True Love in this differs from gold and clay, 160
That to divide is not to take away.
Love is like understanding, that grows bright,
Gazing on many truths; ’tis like thy light,
Imagination! which from earth and sky,
And from the depths of human fantasy,
165
As from a thousand prisms and mirrors, fills
The Universe with glorious beams, and kills
Error, the worm, with many a sun-like arrow
Of its reverberated lightning.
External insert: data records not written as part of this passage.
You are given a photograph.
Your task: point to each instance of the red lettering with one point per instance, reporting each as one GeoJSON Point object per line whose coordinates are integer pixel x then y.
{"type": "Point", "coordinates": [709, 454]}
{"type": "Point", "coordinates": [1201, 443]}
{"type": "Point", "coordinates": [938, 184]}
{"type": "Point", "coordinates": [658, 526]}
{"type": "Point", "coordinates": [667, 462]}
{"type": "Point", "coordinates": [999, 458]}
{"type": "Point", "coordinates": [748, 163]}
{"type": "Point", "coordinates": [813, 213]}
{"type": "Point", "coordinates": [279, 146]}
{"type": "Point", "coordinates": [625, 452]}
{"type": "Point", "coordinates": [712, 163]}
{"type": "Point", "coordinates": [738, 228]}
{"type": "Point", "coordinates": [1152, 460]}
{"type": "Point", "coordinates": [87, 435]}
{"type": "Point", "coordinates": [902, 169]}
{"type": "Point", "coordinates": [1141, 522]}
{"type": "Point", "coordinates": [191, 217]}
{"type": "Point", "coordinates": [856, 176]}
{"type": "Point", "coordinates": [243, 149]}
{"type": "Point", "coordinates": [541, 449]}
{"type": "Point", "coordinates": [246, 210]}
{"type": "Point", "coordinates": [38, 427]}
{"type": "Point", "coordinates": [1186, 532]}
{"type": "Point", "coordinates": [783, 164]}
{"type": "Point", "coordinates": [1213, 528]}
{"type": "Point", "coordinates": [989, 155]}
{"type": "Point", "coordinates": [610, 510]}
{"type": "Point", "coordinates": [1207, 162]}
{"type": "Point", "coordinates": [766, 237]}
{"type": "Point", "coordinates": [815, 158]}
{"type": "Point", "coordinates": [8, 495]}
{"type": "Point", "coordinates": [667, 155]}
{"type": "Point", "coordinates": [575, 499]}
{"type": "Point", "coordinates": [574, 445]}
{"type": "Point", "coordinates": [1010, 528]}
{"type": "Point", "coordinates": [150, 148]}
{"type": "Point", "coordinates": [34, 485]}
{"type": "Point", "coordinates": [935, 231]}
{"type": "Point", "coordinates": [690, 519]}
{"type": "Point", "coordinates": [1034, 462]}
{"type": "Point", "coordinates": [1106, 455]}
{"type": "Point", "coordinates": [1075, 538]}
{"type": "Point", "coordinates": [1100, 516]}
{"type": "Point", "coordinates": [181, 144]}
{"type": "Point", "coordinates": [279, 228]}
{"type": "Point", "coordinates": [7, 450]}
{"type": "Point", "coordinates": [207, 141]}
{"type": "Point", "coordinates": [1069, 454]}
Narrow
The heart that loves, the brain that contemplates,
170
The life that wears, the spirit that creates
One object, and one form, and builds thereby
A sepulchre for its eternity.

Mind from its object differs most in this:
Evil from good; misery from happiness; 175
The baser from the nobler; the impure
And frail, from what is clear and must endure.
If you divide suffering and dross, you may
Diminish till it is consumed away;
If you divide pleasure and love and thought,
180
Each part exceeds the whole; and we know not
How much, while any yet remains unshared,
Of pleasure may be gained, of sorrow spared:
This truth is that deep well, whence sages draw
The unenvied light of hope; the eternal law
185
By which those live, to whom this world of life
Is as a garden ravaged, and whose strife
Tills for the promise of a later birth
The wilderness of this Elysian earth.